The CDC has a child and teen BMI calculator that you can use. A child’s BMI is different from an adult’s. The CDC’s BMI chart reflects a child’s age and sex because body fat changes with age and differs between boys and girls. An adult’s BMI calculation does not figure age or sex into the equation, so make sure you use a child and teen BMI calculator to determine your child’s BMI, not one for an adult.
Correcting the Problem
If your child is overweight, it can be challenging to correct the problem. Limit TV time and, if necessary, remove the TV from your child’s room. Provide healthy food for your child, such as fruits and vegetables, and limit the amount of junk food you bring into the house. Allow only one sugar-sweetened drink per day, such as juice, soft drinks, sports drinks and flavored milk. The rest of the time, give water to your child. Make a rule that no one can eat in front of the TV. Limit the amount of fast food you get for your child to no more than once a week. Encourage outdoor activity, such as family hikes, bike rides or outdoor games.

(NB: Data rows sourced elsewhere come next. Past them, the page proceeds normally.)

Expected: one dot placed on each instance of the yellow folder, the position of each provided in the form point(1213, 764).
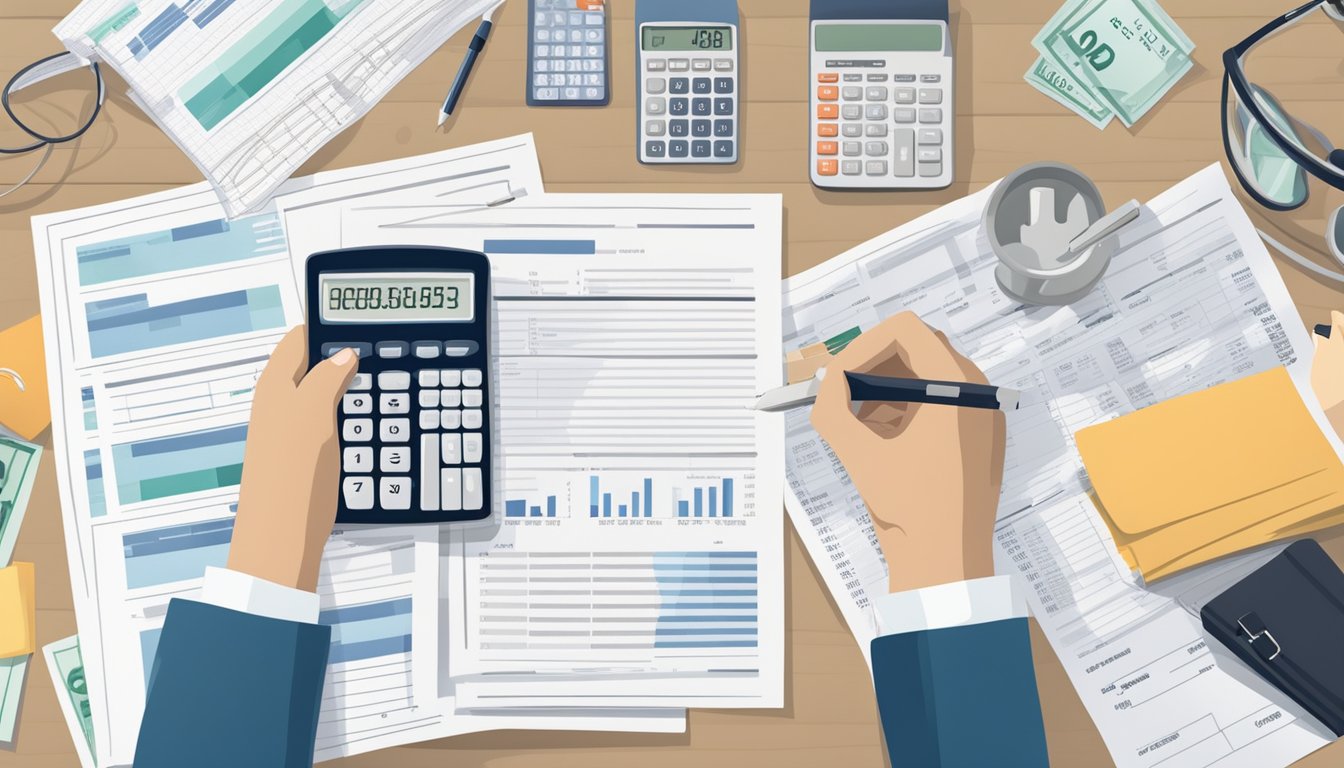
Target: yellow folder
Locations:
point(1214, 472)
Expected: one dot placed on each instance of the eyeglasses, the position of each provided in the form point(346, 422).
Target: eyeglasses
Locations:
point(1273, 154)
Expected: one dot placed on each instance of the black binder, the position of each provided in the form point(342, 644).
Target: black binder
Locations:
point(1286, 622)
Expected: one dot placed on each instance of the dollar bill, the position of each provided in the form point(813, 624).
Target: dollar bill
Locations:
point(18, 476)
point(12, 674)
point(1126, 53)
point(1054, 82)
point(66, 667)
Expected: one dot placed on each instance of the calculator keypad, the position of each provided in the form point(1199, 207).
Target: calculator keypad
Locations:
point(569, 53)
point(436, 467)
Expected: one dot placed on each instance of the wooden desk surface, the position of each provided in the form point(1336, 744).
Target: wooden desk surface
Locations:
point(829, 713)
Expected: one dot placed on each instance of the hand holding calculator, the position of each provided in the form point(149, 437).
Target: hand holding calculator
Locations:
point(415, 423)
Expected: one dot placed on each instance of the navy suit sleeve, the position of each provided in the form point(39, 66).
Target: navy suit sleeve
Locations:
point(233, 689)
point(961, 697)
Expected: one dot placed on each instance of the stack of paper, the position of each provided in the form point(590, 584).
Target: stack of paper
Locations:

Don’t be a cop regarding food. It’s better to provide healthy food than trying to limit the amount of food your child can eat, according to FamilyDoctor.org. But you can set some rules, such as no free access to the refrigerator or pantry. The rule could be to ask you first before getting a snack. Also, don’t focus on the weight issue, but do praise your child when you see that she is making efforts to eat better. Praise her for non-food-related issues, too. You want to build up her self-esteem. Whatever you do, don’t give a child diet pills. They are not safe for kids.
You don’t want your child overweight for health and emotional issues. Besides being a bully target, overweight kids are at an increased risk for cardiovascular disease, such as high cholesterol and high blood pressure, and are more likely to become an overweight adult, according to Scholastic News Online.